During a large tournament, I had a fish floating on its side, and its gills were barely moving. When I reached to grab this bass to try and resuscitate it, it didn’t move or even try. This particular event had a rule that you could not cull a dead fish. After seeing this bass so close to its demise; the thought of having to keep it should I start catching larger fish was driving me crazy. I asked my observer if he thought it was lively enough to release. He said if you let it go right now I wouldn’t have any problem saying you let it go alive. We both knew full well that it would become turtle food within an hour, but the line was drawn that you couldn’t cull a “Dead” fish. If my observer could say with a clear conscience that he felt the fish was alive when released, I was within the rules.

At this point, I only had three fish of my five fish limit. So, even though it was a smaller fish, to let it go and then not get a limit would be the kiss of death in a winner take all event. On my hand held scale, this fish weighed exactly one pound. The dead fish penalty was 8 ounces. Once dead this fish would only contribute 8 ounces to my total weight if I kept it. However, eight more ounces should you only catch four other fish could win an event that was as tough as this one. You can see the flip side of this coin though. Keep the fish that is going to die and only provide 8 ounces, and then you figure out the bite and have to let two and three pounders go because you have a dead fish in the livewell. This was a tough call on the water.

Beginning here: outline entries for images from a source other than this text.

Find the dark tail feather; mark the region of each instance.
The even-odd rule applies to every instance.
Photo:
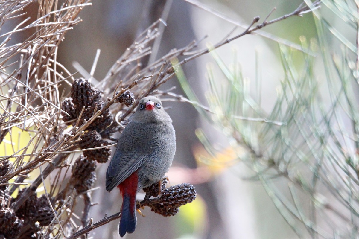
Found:
[[[131,197],[134,198],[131,198]],[[131,200],[134,202],[131,203]],[[133,205],[134,205],[135,206]],[[126,194],[123,196],[123,201],[122,203],[122,208],[121,210],[121,219],[118,225],[118,232],[120,235],[122,237],[126,234],[126,232],[132,233],[136,229],[136,225],[137,223],[137,219],[136,216],[136,195],[131,197],[128,194]]]

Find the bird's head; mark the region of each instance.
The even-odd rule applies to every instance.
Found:
[[[140,100],[131,121],[144,123],[172,122],[169,116],[163,109],[161,101],[151,95]]]

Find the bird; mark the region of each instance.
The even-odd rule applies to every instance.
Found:
[[[109,192],[117,187],[122,197],[118,225],[121,237],[136,229],[137,193],[165,177],[174,156],[176,141],[172,120],[161,101],[153,96],[141,98],[118,139],[106,173],[106,190]]]

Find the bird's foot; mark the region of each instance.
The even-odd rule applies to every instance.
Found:
[[[144,208],[144,207],[143,207]],[[146,215],[142,213],[140,209],[136,209],[136,210],[137,211],[137,212],[138,212],[139,214],[142,216],[143,217],[146,216]]]
[[[158,181],[158,195],[157,196],[161,195],[161,193],[162,193],[162,183],[163,181],[163,179],[161,179]]]

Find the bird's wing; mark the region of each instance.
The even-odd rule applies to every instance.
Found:
[[[144,150],[141,147],[143,142],[146,142],[148,146],[150,145],[153,139],[153,136],[139,132],[144,128],[130,123],[122,132],[106,173],[108,191],[123,182],[152,156],[150,150]]]
[[[121,160],[125,161],[129,159],[133,163],[125,164],[124,165],[122,165],[122,167],[121,167],[121,165],[116,163],[116,161],[111,160],[106,173],[106,190],[108,192],[134,173],[143,164],[148,158],[148,156],[146,155],[139,157],[136,155],[135,152],[130,153],[124,153],[121,152],[118,153],[120,154],[114,155],[114,157],[117,156],[120,157]]]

As I mentioned, I didn’t have a limit. Unfortunately, some would say, my personal convictions would not let me release this fish; knowing it was going to die anyway. I felt that it was honestly too far gone, and I personally could not enjoy a win if I knew I had clouded the judgment with a questionable call on the water. At this point, my only option was my bottle of Rejuvenade. I have a lot of faith in this product but had little hope that it could work on a bass that had already given up. I put two capfuls in the livewell and set it to recalculate the water, and went back to fishing. Within minutes, I caught a fourth fish. When I put it in the livewell, I noticed my dying bass was kicking around the livewell, but still on its side. This gave me some hope, at least it’s trying now. Fate on my side only 5 casts later I catch another solid keeper and put it in the livewell. Both these fish came from the same dock; interesting, to say the least. I move to the next dock and whack another solid keeper that can cull my dying bass. At this point, I’m really having trouble with myself as to letting a potentially dying 13 inch bass cost me a 50,000 dollar bass rig. I have a cull fish in my hands; my observer is telling me that he’s good with it. When I opened the livewell this time that dying bass was swimming up right and looked 100 percent better. I’m culling it! Believe it or not, I lost 5 minutes of fishing time because I couldn’t catch it, this bass had gone from its death bed to running a rodeo in my livewell in a matter of 20 minutes. Needless to say, that fish is swimming in Lake Greenwood North Carolina, and I bet it’s just fine.

While this was probably the most extreme circumstance I’ve had with a dying or wounded bass and the effects of a bass care product, I can recite many stories where Rejuvenade has ensured I had lively bass at the scales. To this day, knock on my wooden desk I’m typing at, I have only weighed in one dead bass in my tournament career. Bass care products and a properly working livewell can mean the difference between winning and “Also Competed”. Other than having a weigh master whisper to you that you’re in the money, the words I like hearing a weigh master say the most is, “Five Bass Five Alive!”

If you don’t already use fish care products, research them, find the one you like the best, and use it. Your bass will love you for it, your partner will love the extra money you win, and you’ll know you’re doing all you can to help our valuable resource, The Bass.